Do I need to give my toddler vitamins? (6 to 30 months)

Media last reviewed: 28/01/2015

Next review due: 28/01/2017

Growing children, especially those who don't eat a varied diet, sometimes don't get enough vitamins A and C. It's also difficult to get enough vitamin D through food alone.

This is why the Department of Health recommends that all children from six months to five years old are given supplements, in the form of vitamin drops, which contain vitamins A, C and D.

Your health visitor can give you advice on vitamin drops and tell you where to get them. You’re entitled to free vitamin drops if you qualify for Healthy Start. Some supplements that can be bought over the counter in pharmacies contain other vitamins or ingredients. Talk to your pharmacist about which supplement would be most suitable for your child.

Having too much of some vitamins can be harmful. Keep to the recommended dose stated on the label, and be careful not to give your child two supplements at the same time. For example, don’t give them cod liver oil and vitamin drops, as cod liver oil also contains vitamins A and D. One supplement on its own is strong enough.

Vitamin D

Vitamin D only occurs naturally in a few foods, such as oily fish and eggs.
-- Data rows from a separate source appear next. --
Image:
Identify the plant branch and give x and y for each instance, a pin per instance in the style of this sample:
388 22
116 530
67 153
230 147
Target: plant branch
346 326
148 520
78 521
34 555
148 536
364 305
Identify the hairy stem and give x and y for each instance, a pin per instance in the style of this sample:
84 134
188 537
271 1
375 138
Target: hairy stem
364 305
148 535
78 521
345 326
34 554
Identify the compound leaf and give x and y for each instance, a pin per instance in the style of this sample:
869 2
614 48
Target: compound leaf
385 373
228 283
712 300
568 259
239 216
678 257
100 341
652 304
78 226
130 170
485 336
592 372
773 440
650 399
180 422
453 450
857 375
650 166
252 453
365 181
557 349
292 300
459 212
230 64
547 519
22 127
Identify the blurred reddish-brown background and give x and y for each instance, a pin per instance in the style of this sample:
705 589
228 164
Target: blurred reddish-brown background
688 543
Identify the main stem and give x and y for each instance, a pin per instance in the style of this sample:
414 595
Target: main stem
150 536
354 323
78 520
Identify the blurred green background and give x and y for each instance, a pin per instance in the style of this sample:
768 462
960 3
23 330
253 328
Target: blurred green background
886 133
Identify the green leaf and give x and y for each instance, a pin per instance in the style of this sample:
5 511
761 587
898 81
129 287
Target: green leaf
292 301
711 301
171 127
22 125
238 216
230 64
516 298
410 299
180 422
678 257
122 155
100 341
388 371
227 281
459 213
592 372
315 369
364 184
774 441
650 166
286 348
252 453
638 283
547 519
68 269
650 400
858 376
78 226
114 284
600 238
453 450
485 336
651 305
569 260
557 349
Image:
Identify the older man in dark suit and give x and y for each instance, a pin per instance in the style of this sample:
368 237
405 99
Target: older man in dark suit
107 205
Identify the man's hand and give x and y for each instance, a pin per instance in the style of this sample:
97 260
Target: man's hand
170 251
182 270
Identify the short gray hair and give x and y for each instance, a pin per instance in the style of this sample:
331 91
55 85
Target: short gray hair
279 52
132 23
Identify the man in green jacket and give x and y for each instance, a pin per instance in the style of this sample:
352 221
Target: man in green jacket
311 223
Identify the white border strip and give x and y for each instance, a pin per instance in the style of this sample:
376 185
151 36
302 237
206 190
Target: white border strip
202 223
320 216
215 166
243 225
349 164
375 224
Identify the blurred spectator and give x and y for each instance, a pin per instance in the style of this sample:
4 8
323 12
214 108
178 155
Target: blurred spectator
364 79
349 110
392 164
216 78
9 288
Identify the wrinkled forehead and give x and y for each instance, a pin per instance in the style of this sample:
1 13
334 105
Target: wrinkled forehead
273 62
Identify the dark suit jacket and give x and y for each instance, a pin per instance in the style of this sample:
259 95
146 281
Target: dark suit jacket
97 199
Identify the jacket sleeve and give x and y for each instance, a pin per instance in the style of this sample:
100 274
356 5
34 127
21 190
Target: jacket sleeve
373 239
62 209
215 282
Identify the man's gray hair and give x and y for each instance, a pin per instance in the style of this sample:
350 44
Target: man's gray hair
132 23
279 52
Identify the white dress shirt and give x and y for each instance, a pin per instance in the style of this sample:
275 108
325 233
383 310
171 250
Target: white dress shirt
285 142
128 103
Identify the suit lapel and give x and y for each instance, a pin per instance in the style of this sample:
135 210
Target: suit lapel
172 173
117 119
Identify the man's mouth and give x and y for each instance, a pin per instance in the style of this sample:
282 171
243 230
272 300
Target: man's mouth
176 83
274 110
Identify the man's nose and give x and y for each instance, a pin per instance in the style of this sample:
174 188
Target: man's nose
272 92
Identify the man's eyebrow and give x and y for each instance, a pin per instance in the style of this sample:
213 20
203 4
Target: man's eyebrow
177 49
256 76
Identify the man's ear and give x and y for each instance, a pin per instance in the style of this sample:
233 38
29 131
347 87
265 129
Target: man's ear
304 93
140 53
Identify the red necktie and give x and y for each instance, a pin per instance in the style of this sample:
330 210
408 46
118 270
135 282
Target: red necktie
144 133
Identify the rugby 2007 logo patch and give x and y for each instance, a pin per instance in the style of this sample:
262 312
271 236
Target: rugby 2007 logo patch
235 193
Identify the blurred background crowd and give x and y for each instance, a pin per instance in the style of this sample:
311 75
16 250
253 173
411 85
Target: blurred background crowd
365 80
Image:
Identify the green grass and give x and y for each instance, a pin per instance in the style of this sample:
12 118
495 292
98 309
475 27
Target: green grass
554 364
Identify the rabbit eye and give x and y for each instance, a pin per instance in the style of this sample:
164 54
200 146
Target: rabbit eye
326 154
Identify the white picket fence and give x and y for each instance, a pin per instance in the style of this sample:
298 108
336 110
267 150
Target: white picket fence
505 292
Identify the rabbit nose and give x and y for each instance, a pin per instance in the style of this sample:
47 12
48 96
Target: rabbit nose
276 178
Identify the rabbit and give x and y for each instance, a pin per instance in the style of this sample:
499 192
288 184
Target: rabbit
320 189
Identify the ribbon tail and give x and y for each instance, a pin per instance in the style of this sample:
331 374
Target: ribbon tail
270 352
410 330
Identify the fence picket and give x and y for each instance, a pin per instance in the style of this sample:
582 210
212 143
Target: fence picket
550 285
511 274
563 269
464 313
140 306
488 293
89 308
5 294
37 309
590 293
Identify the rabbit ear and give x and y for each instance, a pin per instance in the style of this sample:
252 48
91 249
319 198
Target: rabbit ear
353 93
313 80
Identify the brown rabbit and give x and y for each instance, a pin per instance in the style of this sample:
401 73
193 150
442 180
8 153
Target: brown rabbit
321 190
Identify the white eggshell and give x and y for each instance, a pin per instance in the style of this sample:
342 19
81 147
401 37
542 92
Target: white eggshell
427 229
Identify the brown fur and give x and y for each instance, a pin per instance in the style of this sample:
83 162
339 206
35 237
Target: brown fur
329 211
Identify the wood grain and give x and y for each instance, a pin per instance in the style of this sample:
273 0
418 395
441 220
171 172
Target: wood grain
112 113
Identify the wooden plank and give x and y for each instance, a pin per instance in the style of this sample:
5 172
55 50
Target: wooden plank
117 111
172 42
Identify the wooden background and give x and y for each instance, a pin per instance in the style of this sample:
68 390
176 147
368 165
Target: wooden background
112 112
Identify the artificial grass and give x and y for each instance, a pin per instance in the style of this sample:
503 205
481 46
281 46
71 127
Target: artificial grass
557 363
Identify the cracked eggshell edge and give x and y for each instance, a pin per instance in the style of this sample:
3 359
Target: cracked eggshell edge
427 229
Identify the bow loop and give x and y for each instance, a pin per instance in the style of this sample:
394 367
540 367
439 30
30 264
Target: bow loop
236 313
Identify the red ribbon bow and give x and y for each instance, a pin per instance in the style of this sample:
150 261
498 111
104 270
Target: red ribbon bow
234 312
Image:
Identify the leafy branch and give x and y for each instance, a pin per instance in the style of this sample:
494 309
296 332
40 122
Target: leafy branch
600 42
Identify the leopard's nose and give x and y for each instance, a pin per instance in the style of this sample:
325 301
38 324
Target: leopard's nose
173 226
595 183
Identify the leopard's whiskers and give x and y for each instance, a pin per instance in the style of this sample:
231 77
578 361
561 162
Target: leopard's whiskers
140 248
It is also added to some foods, such as fat spreads and breakfast cereals. The best source of vitamin D is summer sunlight on our skin.

However, it’s sensible to keep your child’s skin safe in the sun. Children shouldn’t be out too long in the sun in hot weather. Remember to cover up or protect their skin before it turns red or burns.

It's important that young children still receive vitamin drops, even if they get out in the sun.

All babies and young children aged six months to five years should take a daily supplement containing vitamin D, in the form of vitamin drops. This helps them to meet the requirement set for this age group of 7-8.5 micrograms (mcg) of vitamin D per day. 

Babies who are fed infant formula don't need vitamin drops if they are having 500ml (about a pint) of formula or more a day. This is because formula is already fortified with the vitamins they need. 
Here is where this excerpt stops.